Tannins, tannic acids, a type of polyphenols; they are among the ingredients of wine that have the greatest influence on taste. Tannins occur in the wood, in the leaves and in the fruits of numerous plants, in the case of grapes in the berry skins, the seeds and the stems, and have the task of protecting the plant tissue from rot and pests. From a chemical point of view, they consist of various mixtures of compounds in which polyhydric alcohols or sugars (especially glucose) are esterified with phenol carboxylic acids.

Taste: tannins react strongly with high molecular weight proteins, they form compounds with them and precipitate protein solutions; Because of this so-called tanning effect, they are used as tanning agents in leather production. In terms of taste, they have an astringent effect, whereby their quality mainly depends on the degree of their polymerization - the astringent effect decreases with increasing molecule size. The molecular weight of the wine tannins increases five-fold to eight-fold compared to young wines with a longer ripening period; they then have a rounder taste and almost sweet.If the molecules become so large that they can no longer remain in solution, they settle in the bottle as a so-called depot

Extraction: The water-soluble tannins pass from the berry skins into the must or wine during pressing and during winemaking. Since white wines usually have no or only short maceration times, their tannin content is on average only 10-15% of that of red wines. Tannins are dissolved, i.e. extracted from the plant cells, through heat, as in the case of mash heating, or through the alcohol produced, as in the case of mash fermentation. Since the seeds and stalks of grapes often contain unwanted, hard and unripe or "green" tasting tannins, the most careful processing possible (destemming, pressing) and low mechanical stress is usually important. Gentle stripping of the grapes alone can reduce the tannin content by up to 20% compared to wine made from grapes that have not been stripped.

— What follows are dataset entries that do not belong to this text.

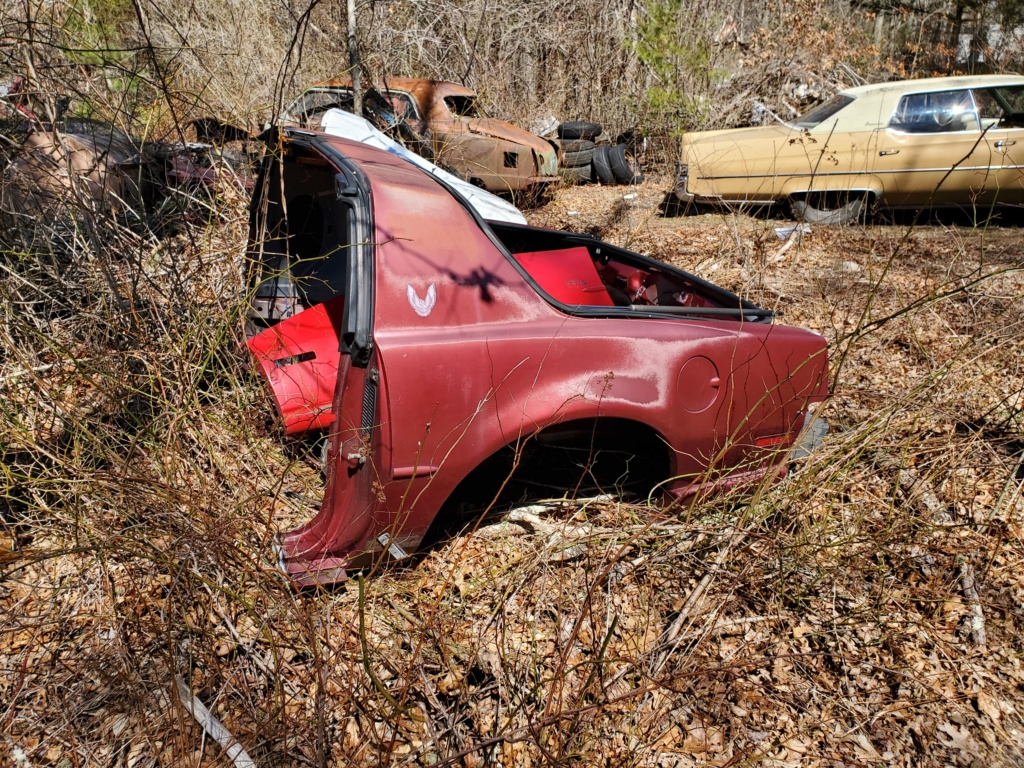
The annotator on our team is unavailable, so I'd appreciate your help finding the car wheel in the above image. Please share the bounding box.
[558,120,601,141]
[562,141,594,168]
[561,164,593,184]
[608,144,643,184]
[790,193,870,224]
[594,144,615,186]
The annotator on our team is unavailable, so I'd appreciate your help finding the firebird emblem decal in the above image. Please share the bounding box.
[406,283,437,317]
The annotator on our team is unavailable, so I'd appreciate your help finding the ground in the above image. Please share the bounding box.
[0,177,1024,768]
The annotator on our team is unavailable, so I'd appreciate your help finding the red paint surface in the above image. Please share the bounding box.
[258,138,826,584]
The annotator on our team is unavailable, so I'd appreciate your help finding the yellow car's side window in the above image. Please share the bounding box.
[889,90,980,133]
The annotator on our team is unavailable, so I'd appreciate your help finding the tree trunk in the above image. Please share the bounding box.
[346,0,362,115]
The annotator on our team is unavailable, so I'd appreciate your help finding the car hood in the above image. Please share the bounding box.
[683,124,800,146]
[321,110,526,224]
[466,118,558,176]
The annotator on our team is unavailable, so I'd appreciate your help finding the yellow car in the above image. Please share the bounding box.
[674,75,1024,223]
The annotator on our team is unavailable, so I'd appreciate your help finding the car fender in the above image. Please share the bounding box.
[778,173,884,201]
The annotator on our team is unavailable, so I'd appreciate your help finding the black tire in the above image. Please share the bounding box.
[562,141,594,168]
[594,144,615,186]
[608,144,643,184]
[790,191,870,225]
[561,165,593,184]
[559,138,594,152]
[558,120,601,141]
[612,128,647,157]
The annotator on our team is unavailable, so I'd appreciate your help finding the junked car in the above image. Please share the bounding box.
[283,78,561,194]
[319,110,526,224]
[249,128,827,585]
[674,75,1024,223]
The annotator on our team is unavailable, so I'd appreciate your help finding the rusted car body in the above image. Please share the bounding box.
[250,129,826,585]
[674,75,1024,223]
[284,78,560,194]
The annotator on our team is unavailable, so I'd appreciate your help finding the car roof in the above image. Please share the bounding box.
[843,75,1024,96]
[307,77,476,97]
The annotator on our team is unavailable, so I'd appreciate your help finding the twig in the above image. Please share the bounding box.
[878,454,953,525]
[961,561,986,648]
[174,675,256,768]
[650,530,746,675]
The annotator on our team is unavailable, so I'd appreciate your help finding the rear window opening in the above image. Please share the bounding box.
[490,222,772,321]
[249,146,351,326]
[444,96,480,118]
[794,93,853,128]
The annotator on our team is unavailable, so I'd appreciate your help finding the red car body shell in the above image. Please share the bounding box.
[250,137,827,584]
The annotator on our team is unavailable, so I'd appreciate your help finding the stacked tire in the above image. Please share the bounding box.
[558,121,643,186]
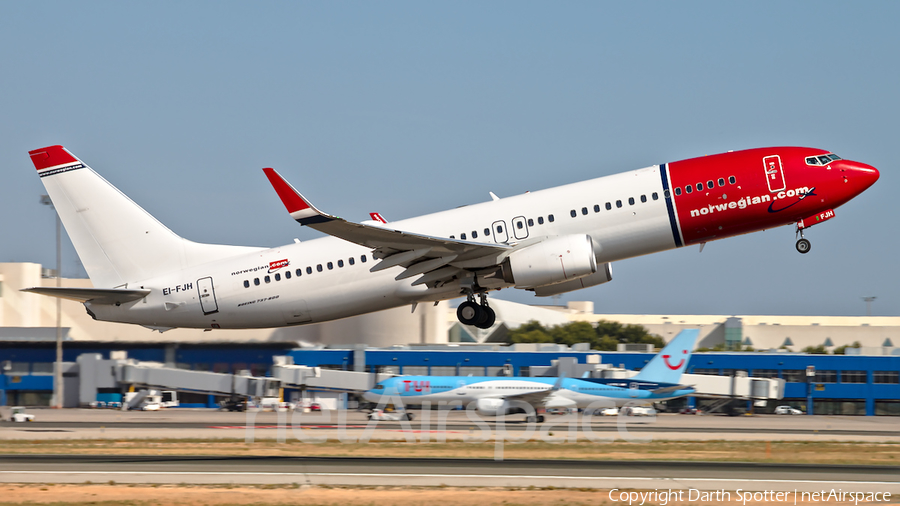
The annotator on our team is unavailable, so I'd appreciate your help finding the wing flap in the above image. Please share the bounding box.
[22,286,150,304]
[263,168,512,277]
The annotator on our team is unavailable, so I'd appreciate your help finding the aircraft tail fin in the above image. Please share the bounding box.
[631,329,700,384]
[28,146,253,288]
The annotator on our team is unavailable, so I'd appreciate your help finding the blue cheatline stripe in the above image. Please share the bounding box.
[659,164,684,248]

Maturation: When the wine is stored in wooden barrels, tannins change in two ways. The atmospheric oxygen penetrating through the barrel staves leads to partial oxidation and polymerization, which means that red wines with a high tannin content in particular can be filled and marketed. If the wines mature in barrels made of new wood, e.g. barriques, tannins are released from the oak wood. They often have more pleasant taste properties than grape tannins and appear riper, rounder and more velvety even in young wine.

Tempranillo

also called Tinta Roriz in Portugal, is probably the best Spanish red wine grape variety. Tempranillo is cultivated on around 85,000 hectares of vineyards, in Portugal, where it is one of the classic basic grapes for port wine production, on 10,000 hectares. The origin of the grape variety has not been clarified, but some ampelographers suspect that it comes from Pinot Noir, the early-ripening Tempranillo unfolds best on barren, calcareous clay soils and is ideal for barrel expansion. Tempranillo is the main variety of the Spanish DO and DOCa.wines Rioja, Ribera del Duero, Catalayud, Cigales, Conca de Barberá, Coster del Segre, LMancha, Penedés, Somontano, Toro, Valdepenas, and Vinos de Madrid.

Texture

tactile impression of the wine on the palate; Term of the wine language, which is used especially for red wines. In contrast to the structure, with which mainly firmness and volume are addressed, the texture describes, so to speak, the "surface quality" of the wine in contact with the tongue. be rough, velvety or silky and is significantly influenced by the tannin content and the type of tannins.

Depth

Complexity combined with sustainability in aroma and taste; Term of wine address for wines that repeatedly show new aroma and taste facets when tasted over a longer period of time.